Just — launched herself into the air. Like it was a normal Tuesday activity.
What.
She landed on my burning skyship with the kind of casual confidence I reserve for lying to adults. She slid across the collapsing deck, kicked open a compartment, pulled a glowing stone out, slapped it against a panel, and yelled, "Bind."
Wind surged. The ship groaned. For half a second, we leveled out.
Then the rest of the hull disintegrated and we plummeted.

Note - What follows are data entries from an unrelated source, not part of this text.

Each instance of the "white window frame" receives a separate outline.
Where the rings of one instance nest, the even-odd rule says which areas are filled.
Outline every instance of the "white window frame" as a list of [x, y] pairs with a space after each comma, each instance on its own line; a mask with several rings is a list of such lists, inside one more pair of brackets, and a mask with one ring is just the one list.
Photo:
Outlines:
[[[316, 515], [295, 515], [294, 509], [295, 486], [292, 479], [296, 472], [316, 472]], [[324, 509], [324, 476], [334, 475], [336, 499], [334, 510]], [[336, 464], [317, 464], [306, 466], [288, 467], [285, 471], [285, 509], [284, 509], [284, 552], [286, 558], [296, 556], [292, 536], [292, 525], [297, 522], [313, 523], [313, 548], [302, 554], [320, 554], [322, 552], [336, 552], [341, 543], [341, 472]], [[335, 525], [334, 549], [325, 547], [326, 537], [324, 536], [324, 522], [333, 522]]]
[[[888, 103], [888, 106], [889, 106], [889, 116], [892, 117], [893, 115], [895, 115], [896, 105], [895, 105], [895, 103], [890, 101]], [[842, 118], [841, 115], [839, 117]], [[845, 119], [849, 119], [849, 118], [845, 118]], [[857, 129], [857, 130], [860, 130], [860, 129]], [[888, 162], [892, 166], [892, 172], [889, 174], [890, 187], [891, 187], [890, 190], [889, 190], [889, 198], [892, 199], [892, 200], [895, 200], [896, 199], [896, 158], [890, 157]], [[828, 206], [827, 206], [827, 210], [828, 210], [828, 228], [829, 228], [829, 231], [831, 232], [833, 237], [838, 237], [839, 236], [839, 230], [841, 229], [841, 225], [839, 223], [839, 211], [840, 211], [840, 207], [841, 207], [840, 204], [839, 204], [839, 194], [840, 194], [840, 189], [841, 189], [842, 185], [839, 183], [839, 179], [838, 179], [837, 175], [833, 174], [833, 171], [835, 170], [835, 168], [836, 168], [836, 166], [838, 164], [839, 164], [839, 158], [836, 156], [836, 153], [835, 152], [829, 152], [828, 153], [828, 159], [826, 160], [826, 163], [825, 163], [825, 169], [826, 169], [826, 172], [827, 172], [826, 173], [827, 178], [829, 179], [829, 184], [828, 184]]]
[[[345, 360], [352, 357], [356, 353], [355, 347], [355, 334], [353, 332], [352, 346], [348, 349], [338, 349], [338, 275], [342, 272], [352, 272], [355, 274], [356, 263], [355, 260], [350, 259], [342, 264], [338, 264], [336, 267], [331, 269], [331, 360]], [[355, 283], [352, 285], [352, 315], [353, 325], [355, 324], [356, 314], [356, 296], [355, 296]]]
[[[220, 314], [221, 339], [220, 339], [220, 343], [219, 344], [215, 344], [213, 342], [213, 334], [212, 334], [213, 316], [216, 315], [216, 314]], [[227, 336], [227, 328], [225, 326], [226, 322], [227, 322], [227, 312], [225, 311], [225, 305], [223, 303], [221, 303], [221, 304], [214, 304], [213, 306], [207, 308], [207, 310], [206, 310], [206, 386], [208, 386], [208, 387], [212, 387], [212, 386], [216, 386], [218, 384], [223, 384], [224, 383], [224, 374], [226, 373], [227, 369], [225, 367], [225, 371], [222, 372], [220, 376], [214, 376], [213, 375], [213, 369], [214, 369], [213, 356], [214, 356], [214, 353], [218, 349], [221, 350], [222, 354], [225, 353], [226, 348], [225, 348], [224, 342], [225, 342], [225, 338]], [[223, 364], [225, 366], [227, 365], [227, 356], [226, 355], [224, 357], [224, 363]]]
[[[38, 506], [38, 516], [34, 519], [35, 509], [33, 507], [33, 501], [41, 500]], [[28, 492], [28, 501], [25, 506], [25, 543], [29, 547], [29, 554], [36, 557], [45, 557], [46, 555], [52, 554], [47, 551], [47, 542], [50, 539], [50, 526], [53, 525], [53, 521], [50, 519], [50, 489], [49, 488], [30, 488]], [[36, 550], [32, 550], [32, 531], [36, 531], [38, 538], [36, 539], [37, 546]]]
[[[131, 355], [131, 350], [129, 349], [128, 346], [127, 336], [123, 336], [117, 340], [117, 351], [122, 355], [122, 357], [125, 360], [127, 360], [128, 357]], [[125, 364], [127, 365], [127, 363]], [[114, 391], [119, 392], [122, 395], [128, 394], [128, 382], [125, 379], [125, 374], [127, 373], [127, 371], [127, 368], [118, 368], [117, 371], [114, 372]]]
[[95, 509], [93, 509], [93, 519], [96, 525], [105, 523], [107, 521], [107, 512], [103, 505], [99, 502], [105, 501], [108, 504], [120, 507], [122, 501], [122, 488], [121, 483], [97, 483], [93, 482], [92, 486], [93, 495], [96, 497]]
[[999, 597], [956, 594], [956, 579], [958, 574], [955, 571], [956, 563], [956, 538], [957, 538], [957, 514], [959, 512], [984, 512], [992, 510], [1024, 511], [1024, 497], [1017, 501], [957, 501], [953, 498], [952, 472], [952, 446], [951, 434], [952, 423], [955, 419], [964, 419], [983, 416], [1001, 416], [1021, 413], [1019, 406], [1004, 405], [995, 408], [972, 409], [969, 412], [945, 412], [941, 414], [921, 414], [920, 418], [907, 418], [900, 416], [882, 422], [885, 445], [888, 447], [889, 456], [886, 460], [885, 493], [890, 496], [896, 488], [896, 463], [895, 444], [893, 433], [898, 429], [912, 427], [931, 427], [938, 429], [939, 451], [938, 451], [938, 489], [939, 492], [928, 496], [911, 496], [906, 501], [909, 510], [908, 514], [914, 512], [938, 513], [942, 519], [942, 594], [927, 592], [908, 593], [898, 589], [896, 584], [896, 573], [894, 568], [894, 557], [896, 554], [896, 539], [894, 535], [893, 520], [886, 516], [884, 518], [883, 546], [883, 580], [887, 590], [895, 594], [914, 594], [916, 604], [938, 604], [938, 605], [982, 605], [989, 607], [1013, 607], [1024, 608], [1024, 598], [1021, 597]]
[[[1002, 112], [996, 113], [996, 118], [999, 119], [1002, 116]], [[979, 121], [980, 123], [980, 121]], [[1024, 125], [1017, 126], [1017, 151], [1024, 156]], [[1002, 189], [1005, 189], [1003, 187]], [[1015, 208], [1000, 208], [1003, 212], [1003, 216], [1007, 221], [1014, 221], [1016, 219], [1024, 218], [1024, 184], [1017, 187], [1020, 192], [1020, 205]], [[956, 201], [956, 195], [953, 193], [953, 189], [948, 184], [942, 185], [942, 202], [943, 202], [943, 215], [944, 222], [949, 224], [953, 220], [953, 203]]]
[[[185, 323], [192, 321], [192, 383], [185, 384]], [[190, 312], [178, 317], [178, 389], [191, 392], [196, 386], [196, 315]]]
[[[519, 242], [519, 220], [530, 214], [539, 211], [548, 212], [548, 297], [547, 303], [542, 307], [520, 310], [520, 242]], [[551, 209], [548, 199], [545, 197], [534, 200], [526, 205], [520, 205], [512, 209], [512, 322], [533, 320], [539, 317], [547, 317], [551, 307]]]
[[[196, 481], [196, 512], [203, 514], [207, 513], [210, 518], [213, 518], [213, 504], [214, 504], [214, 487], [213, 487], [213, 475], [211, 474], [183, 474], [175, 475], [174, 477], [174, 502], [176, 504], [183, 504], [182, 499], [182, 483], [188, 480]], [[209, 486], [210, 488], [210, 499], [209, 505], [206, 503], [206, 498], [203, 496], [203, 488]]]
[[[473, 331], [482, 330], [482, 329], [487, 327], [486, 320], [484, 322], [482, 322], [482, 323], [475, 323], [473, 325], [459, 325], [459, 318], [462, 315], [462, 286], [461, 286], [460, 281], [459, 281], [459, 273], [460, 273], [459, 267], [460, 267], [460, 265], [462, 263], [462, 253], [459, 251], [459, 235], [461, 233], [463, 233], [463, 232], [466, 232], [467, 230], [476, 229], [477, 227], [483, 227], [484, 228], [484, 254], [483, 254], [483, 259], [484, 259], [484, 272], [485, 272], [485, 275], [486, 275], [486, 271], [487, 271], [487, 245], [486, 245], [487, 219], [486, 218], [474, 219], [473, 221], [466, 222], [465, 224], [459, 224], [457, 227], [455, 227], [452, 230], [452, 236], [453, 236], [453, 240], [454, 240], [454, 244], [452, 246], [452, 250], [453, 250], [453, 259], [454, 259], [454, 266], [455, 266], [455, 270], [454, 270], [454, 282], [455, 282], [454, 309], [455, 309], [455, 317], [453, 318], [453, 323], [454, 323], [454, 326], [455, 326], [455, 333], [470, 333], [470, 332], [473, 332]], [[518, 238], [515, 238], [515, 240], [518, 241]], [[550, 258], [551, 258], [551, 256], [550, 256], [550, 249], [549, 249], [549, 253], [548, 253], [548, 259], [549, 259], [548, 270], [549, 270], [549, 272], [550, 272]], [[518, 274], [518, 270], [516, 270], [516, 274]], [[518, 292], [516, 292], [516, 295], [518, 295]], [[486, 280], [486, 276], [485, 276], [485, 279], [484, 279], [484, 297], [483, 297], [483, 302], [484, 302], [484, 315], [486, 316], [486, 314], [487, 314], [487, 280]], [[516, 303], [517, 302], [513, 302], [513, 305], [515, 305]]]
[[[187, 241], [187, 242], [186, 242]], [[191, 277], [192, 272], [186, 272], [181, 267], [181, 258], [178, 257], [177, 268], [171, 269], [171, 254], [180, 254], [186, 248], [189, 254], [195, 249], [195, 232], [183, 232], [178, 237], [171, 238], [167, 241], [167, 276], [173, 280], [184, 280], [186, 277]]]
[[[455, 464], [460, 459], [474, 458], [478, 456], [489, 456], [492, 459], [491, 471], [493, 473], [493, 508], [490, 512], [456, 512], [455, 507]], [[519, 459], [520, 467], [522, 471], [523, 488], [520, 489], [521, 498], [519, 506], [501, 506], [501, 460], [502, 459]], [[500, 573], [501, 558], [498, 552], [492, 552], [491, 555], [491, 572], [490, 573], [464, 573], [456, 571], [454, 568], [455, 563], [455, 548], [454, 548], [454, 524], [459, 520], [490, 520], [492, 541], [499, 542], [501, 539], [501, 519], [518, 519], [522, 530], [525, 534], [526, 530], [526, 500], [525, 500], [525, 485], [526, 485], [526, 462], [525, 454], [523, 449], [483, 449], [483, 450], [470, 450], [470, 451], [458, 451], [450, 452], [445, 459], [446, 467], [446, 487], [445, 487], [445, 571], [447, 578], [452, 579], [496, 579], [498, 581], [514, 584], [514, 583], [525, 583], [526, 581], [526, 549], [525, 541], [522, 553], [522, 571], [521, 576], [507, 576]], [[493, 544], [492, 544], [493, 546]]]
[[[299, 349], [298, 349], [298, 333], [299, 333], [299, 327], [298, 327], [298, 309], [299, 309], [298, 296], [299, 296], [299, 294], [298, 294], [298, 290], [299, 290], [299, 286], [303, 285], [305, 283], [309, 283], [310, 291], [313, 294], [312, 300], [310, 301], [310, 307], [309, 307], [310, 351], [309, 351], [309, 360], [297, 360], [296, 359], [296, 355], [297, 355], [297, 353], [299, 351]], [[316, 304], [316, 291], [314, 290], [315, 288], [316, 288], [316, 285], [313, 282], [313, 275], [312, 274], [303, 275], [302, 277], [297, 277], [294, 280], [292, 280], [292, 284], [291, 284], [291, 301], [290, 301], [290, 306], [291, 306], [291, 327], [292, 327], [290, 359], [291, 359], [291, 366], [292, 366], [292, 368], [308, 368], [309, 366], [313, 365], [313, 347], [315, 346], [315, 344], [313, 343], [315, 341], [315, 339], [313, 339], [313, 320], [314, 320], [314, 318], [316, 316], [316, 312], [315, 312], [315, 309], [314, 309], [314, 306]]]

We crashed through a net canopy strung between cliff peaks, then hit a patchwork landing platform made of rope and wood and a prayer. I blacked out for three seconds, woke up to the taste of blood, and a boot nudging my ribs.
"Nice landing," she said. Her voice was dry as sun-bleached sand. "For someone clearly trying to die."
I groaned. "Trust me, it was not my first choice."
She offered a hand. I took it before realizing I was now officially surrounded — three other sky-dancers circled the wreckage, weapons out, eyes wary.
"Cassien Vale," I said, trying to smile. "Definitely not a threat. Just a guy falling out of the sky."
"No one falls into Zephyra by accident," she said.
She narrowed her eyes. They were pale gold, stormlit. Her coat had a sigil stitched across the chest — a whirlwind with a dagger through it.
I knew that symbol. Everyone did.
Windbound. Sky-tribe enforcers.
Yikes.
"Name's Yara," she said. "You just dropped a flaming wreck onto my tribe's main dock during Stormwatch. So either you're very stupid, very unlucky... or very interesting."
I gave her a crooked grin. "Why not all three?"